There is no talking in the film, and we never see the story from the woman’s perspective (we see the man’s dreams and hallucinations while he is alone on the island, as well as his flashback). There are lots of fairy tales where people are released from an enchantment trapping them in animal form, or stories like The Little Mermaid, where a magical/mythical creature chooses to be transformed into human form (and these transformations are often violent, or come at a cost), but it is never clear which is the case for The Red Turtle, and there is no way the man knew in advance that this is what would happen, it is obviously a complete surprise to him.
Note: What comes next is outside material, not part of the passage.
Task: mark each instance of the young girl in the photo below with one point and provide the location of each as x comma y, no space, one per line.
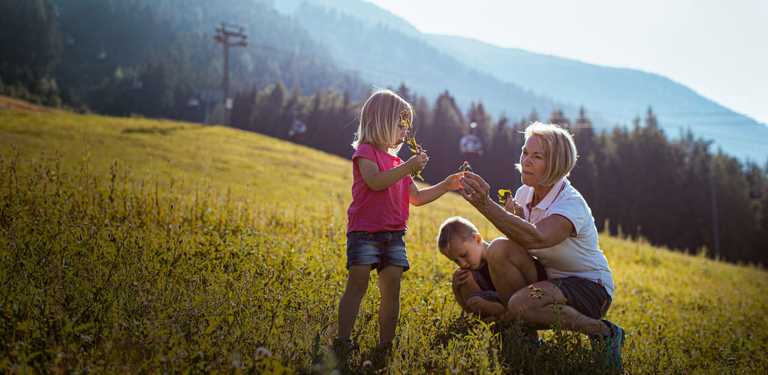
381,191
It is not clear what force is keeping the man on the island – is the red turtle supposed to represent the spirit of the island itself? But the island, when it is devastated by the tsunami, is shown to be a normal island, at the mercy of the elements. Was she in love with him from the start? But we only see them ‘meet’ right before he attacks her, they build no relationship with her as the turtle – the brief moment when they first see each other is actually quite moving, it feels like two sentient creatures making first contact, but that is then spoilt by the later violence.
I can see what the story is trying to do, it is aiming for mythic resonance, but I don’t think it achieves it. As a whole, the story itself is best at the beginning, when the man is first washed up on the island, as he explores his new environment (and as an aside, ‘mild peril’ my arse! The moment when he is trapped in a deep-sided pool and forced to swim underwater through a very narrow tunnel to escape terrified me!). The details of this first half build the character of the man, he dreams of a bamboo bridge out to sea that he flies along, and hallucinates a chamber orchestra. There is humour to his Sisyphean raft building, and there are cute crabs for comic relief.
The rest of the story, covering decades, feels sparse by comparison, and the woman never really has a character at all. We only see her swimming once as a human, she doesn’t even go into the sea when her toddler son falls into the same pool that his father fell into before. There is one moment, when the man draws pictures in the sand to show the son that there is a whole world beyond the island, and she adds a drawing of a turtle, but it is not clear if this means she misses her people, or if she is just telling her son that there is that option for him as well.
So, I was disappointed, because the need for the violence of the transformation is never explained, and there is not enough character development to see why the woman wants to stay with him anyway. I worry about the message it portrays, that (male) violence (against a woman) is an acceptable prelude to romantic love and devotion.